// Case study / AI workflows
Designing AI workflows that don't outsource the thinking.
A production alert-triage system with explicit decisions about where AI assists and where human judgement is preserved — and why those lines are where they are.
What happened
A production triage workflow compressed noise and surfaced a miss.
A production AI alert-triage system compressed 230 raw alerts to 39 posts across a two-week run on real on-call volume. That is an 83% reduction in alert noise. More importantly, it surfaced one critical feature failure that the human review had missed.
The architecture is deliberately conservative: AI surfaces and ranks; humans still diagnose and act. It makes the human judgement step clearer, not absent.
Situation
The signal was present, but not readable.
A noisy alert channel at a major QSR analytics stack was producing roughly 230 alerts per fortnight from production and staging monitors. The known failure mode was not absence of data. It was legibility: a prior critical checkout regression had gone unactioned because technical percentages obscured the signal.
Task
Compress the noise without removing the human gate.
The brief was to surface what matters, suppress what does not, escalate when a suppressed signal worsens, and never delegate the diagnose-and-act decision to the model. The workflow needed to reduce review burden while preserving accountability.
Reads the alert channel, records monitors already posted today, and suppresses repeats unless a signal escalates significantly.
Pulls the last hour of production and staging alerts, groups firings by monitor name, and drops known low-signal monitor errors before expensive review.

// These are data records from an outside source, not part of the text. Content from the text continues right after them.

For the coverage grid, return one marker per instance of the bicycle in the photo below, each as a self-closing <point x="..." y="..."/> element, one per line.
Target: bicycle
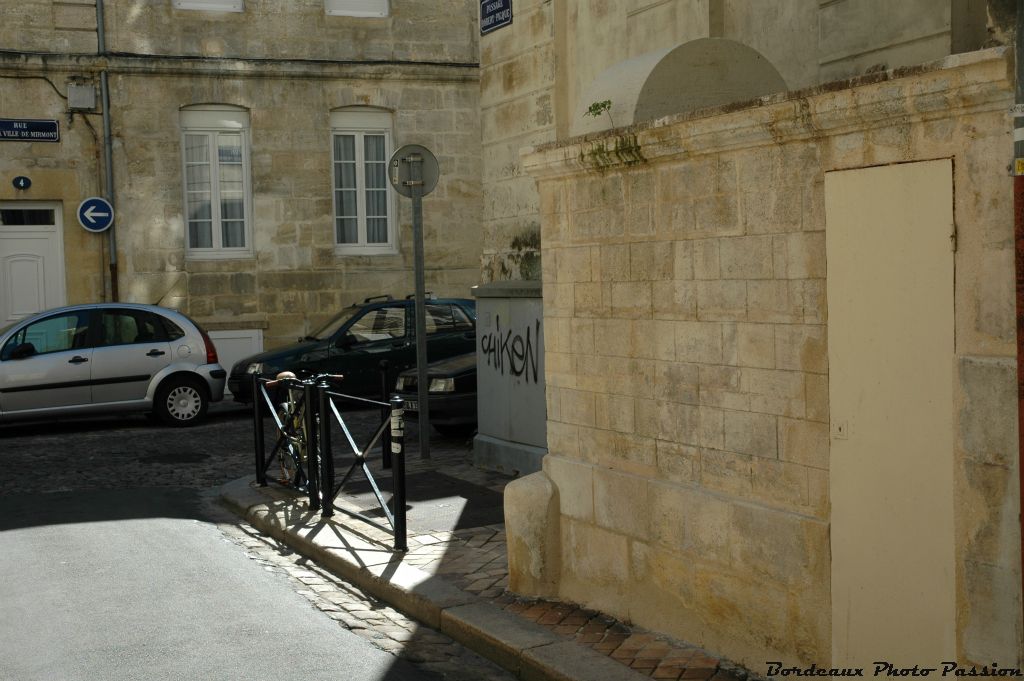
<point x="290" y="415"/>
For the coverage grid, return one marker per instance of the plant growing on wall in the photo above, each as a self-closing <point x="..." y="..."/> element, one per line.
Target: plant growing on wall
<point x="599" y="108"/>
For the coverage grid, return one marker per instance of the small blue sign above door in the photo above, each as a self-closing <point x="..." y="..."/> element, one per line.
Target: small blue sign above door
<point x="95" y="214"/>
<point x="15" y="130"/>
<point x="495" y="14"/>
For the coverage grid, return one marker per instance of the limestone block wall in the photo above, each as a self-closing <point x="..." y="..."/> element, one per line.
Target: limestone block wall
<point x="686" y="353"/>
<point x="289" y="65"/>
<point x="68" y="171"/>
<point x="516" y="110"/>
<point x="437" y="31"/>
<point x="294" y="281"/>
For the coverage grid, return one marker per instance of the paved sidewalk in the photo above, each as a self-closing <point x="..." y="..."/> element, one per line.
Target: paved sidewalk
<point x="454" y="578"/>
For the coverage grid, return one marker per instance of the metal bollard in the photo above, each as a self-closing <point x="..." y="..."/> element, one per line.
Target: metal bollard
<point x="312" y="459"/>
<point x="386" y="437"/>
<point x="258" y="433"/>
<point x="398" y="474"/>
<point x="327" y="456"/>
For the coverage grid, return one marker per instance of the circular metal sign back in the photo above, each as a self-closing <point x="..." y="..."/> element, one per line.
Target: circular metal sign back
<point x="413" y="166"/>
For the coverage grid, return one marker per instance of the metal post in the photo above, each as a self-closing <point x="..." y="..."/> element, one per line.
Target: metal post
<point x="416" y="186"/>
<point x="386" y="437"/>
<point x="327" y="456"/>
<point x="312" y="460"/>
<point x="1019" y="252"/>
<point x="398" y="474"/>
<point x="258" y="432"/>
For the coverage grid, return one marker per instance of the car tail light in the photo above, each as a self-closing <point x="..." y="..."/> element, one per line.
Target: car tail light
<point x="211" y="351"/>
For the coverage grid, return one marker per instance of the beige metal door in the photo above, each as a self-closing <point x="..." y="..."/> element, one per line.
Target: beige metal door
<point x="890" y="288"/>
<point x="32" y="267"/>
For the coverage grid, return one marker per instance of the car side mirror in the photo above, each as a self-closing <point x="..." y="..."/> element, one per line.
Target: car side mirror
<point x="24" y="350"/>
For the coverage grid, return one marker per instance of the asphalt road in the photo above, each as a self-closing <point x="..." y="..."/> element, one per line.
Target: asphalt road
<point x="113" y="567"/>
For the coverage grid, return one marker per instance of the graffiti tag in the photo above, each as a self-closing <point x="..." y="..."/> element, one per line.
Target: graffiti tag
<point x="519" y="353"/>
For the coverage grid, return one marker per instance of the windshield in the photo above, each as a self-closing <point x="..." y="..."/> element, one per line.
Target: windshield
<point x="332" y="327"/>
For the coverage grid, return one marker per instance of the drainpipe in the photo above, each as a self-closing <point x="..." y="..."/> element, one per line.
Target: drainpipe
<point x="109" y="149"/>
<point x="1019" y="253"/>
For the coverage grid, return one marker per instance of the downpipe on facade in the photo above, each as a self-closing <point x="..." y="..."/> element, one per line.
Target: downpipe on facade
<point x="1018" y="171"/>
<point x="108" y="150"/>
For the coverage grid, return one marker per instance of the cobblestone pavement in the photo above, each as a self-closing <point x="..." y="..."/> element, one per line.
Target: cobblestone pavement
<point x="131" y="452"/>
<point x="359" y="612"/>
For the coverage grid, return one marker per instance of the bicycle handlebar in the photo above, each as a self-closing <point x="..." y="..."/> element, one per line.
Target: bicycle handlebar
<point x="311" y="379"/>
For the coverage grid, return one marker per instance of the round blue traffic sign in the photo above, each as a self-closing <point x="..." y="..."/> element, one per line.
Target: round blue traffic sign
<point x="95" y="214"/>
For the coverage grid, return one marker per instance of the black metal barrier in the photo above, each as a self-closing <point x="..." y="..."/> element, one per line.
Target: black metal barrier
<point x="303" y="421"/>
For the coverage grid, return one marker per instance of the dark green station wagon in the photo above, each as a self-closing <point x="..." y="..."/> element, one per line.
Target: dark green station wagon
<point x="355" y="341"/>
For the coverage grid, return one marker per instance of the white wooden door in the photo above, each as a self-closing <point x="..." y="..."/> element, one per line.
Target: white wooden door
<point x="32" y="265"/>
<point x="891" y="360"/>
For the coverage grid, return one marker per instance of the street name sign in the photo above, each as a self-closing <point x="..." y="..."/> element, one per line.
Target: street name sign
<point x="18" y="130"/>
<point x="95" y="214"/>
<point x="495" y="14"/>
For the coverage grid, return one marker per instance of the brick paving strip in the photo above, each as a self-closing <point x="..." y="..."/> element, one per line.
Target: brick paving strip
<point x="359" y="612"/>
<point x="475" y="561"/>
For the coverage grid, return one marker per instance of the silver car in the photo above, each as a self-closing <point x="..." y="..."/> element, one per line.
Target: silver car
<point x="109" y="357"/>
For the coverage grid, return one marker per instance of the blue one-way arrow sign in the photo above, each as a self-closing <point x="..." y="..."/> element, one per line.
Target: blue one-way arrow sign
<point x="95" y="214"/>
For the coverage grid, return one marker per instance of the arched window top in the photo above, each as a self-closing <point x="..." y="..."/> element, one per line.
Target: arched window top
<point x="220" y="117"/>
<point x="360" y="117"/>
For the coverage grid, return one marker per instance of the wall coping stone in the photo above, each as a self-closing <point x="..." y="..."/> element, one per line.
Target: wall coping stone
<point x="970" y="82"/>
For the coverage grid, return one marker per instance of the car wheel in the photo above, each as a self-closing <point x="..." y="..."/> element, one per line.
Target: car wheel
<point x="181" y="401"/>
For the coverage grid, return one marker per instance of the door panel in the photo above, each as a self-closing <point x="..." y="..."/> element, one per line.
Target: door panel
<point x="32" y="267"/>
<point x="891" y="358"/>
<point x="131" y="347"/>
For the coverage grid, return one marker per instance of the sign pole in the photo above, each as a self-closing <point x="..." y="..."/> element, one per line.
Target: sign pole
<point x="413" y="173"/>
<point x="416" y="185"/>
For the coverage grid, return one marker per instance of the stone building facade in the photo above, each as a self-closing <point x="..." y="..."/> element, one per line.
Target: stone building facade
<point x="236" y="130"/>
<point x="716" y="470"/>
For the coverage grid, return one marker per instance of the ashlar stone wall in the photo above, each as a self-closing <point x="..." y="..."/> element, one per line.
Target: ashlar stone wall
<point x="686" y="338"/>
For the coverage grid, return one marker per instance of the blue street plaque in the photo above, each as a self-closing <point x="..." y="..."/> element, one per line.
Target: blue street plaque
<point x="16" y="130"/>
<point x="495" y="14"/>
<point x="95" y="214"/>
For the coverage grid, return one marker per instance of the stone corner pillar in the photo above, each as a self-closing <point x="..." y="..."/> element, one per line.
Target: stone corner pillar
<point x="531" y="526"/>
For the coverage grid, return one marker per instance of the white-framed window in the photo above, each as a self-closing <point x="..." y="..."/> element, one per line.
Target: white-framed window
<point x="356" y="7"/>
<point x="364" y="204"/>
<point x="211" y="5"/>
<point x="216" y="183"/>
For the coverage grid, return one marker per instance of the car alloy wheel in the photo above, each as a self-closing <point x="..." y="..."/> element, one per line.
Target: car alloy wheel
<point x="181" y="402"/>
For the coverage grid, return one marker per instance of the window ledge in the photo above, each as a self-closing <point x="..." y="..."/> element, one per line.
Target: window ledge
<point x="365" y="250"/>
<point x="219" y="255"/>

Queries Amplitude for each surviving monitor's seven-day chart and surfaces error-type breakdown so the summary has context.
Posts Critical or Warning findings only. Suppressed monitors hitting 2x prior value override suppression. Co-firing monitors group under one root-cause hypothesis.
Pulls, groups, summarises, ranks, and points attention toward likely signal.
Overrides suppression when the same issue worsens instead of letting prior posts silence the problem.
Diagnosis, ownership, and action remain with the on-call team.
Outcome
One missed critical issue justified the architecture.
The signal that justifies the design is not only the alert count. It is the critical feature failure the on-call team's human review had missed. The system surfaced it inside the V1 run; without that surface, it could have continued silently.
- 230 raw alerts to 39 posts across the two-week production run.
- 83% reduction in alert noise while preserving escalation paths.
- Hourly alert review cycle replacing multi-hour manual review.
- V2 build in progress based on the observed V1 surface and suppression patterns.
Design lesson
Suppression is the dangerous part.
Most alert-triage systems focus on suppressing duplicates. This one also asks when suppression should fail. The override rule exists because a system can become unsafe if it silences a worsening issue with its own earlier post.